忘れていた訳じゃないんですが放置していた小川さん。全部ハードカバーだから
読める機会が限られているというのは言い訳としても、「ああ、あの時一気に読んでりゃ良かった」と
残念な気持ちになった。毎日何かしら色々読んでいると、まるで第三次成長期のように短期間で
本の趣味が変化している。
え、遠回しに言うな?
う~ん、なんかノレない。。。
自分がノレない。。
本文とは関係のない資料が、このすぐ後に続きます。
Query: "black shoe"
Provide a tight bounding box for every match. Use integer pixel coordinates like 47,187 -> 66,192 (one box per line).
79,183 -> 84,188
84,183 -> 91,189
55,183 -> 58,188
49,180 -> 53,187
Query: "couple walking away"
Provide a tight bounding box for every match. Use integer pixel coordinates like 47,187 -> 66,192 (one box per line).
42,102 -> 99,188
鬼畜っぷりは相変わらずだね、と懐かしむ感情も湧き出しつつ、
変は変だけどここまで変になれる作家だったっけ?と違和感も感じながら。
自分の臨界点は、「どこまでの鬼畜にならついて行けるか」ではない。
トリッキーなものに吸い込まれて行くならば、『まどろむベイビーキッス』くらいまでが自分の限界。
そもそも、私はこの作家の文章自体は褒めた事はないのだ。(たぶん)
文章や人物造形、書評批判とも取れる本書の展開に胸悪く読んでいたものだから、
こういう結末に狡さを感じながらもムダに疲れた印象は否めない。
終わりよければ良し、という読者にはなれないもの。(つまりラストは良かった)

でも、面白くなかったとは言わない。
帯に『この物語の真相は決して決して人に話さないで下さい』というそそられる一文が
添えられている。
真相?それどころか。最初から最後まで、小川さんのめくるめく幻惑世界と迷宮に
私はずっと驚きっぱなしだ。


ところで、これって曲のタイトルなんですね。。